Clearing Out: BC’s Logging Industry Sets Its Sights on the US

In 2019, British Columbia’s logging industry generated $13 billion for the province, according to the BC Council of Forest Industries. In 2020, however, timber companies responded to COVID-19 uncertainty by cutting production. It turned out to be an overcorrection. Home renovations and new construction both quickly increased, and mills struggled to catch up to the demand. The price of lumber per board foot skyrocketed 254 percent from pre-pandemic levels. Stumpage fees—the price timber companies pay the provincial government to harvest trees on Crown land—followed suit, hitting $94.54 per cubic metre in 2021, triple the price of the previous spring. While demand is exceptionally high, so is the cost of doing business in the province.

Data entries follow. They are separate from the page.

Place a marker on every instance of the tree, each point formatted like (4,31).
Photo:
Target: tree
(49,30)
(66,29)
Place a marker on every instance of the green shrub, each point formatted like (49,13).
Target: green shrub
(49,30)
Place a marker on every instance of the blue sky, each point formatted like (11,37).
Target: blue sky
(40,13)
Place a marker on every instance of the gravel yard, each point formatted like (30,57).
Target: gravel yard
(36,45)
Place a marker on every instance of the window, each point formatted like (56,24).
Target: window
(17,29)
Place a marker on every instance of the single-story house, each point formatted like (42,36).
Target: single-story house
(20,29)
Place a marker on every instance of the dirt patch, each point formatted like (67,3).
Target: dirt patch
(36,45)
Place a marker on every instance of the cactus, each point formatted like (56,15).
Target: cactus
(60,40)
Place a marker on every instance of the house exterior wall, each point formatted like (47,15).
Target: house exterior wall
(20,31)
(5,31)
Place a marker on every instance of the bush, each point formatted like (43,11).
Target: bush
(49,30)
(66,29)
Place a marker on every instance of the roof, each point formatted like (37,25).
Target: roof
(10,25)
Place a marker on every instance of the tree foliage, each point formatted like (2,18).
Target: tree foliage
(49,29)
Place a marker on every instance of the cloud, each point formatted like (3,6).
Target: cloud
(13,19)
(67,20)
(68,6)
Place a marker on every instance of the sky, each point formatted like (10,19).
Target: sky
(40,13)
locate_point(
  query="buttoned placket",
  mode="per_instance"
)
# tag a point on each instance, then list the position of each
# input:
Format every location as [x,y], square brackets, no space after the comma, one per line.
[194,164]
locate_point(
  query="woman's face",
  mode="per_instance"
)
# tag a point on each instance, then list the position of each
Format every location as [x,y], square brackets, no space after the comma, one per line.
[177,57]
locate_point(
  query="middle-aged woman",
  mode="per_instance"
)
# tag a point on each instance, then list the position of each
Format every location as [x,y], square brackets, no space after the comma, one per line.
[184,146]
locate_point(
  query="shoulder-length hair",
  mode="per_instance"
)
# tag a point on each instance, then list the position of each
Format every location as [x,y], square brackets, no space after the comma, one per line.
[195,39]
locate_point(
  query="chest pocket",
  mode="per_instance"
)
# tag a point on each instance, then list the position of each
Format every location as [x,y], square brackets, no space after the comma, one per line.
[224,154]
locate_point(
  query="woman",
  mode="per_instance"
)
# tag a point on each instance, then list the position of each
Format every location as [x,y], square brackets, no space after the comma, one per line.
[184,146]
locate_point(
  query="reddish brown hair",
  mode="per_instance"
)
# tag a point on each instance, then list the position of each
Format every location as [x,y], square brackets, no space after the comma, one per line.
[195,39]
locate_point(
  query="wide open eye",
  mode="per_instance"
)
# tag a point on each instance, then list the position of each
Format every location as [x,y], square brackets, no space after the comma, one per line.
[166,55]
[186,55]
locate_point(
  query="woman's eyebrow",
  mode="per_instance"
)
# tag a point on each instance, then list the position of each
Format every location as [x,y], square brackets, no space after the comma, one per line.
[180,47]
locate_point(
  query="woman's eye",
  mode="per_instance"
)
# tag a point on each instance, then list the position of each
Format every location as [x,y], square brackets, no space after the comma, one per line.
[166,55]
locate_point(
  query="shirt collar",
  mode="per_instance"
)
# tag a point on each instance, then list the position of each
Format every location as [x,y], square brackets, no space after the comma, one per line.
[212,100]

This cost is exacerbated by a storm of threats closing in from every direction, a worse state of affairs for logging than at any time in the provincial industry’s history. In the interior of BC, the mountain pine beetle continues to kill millions of hectares of forest by burrowing into needle-bearing evergreens and turning them a foreboding shade of red. The past five years have seen three of the province’s worst fire seasons in recorded history. On the ground, the view is dire too, made evident by the anti-old-growth-logging blockades and arrests around the Fairy Creek watershed, on Vancouver Island. Last November, the province finally announced its intent to defer the logging of 2.6 million hectares of some of the most at-risk old growth for about two years. The announcement was met with a scramble among some of the 204 consulted First Nations, who stated that they needed more time to decide how best to manage their territories, along with outcries from the logging sector about lost employment.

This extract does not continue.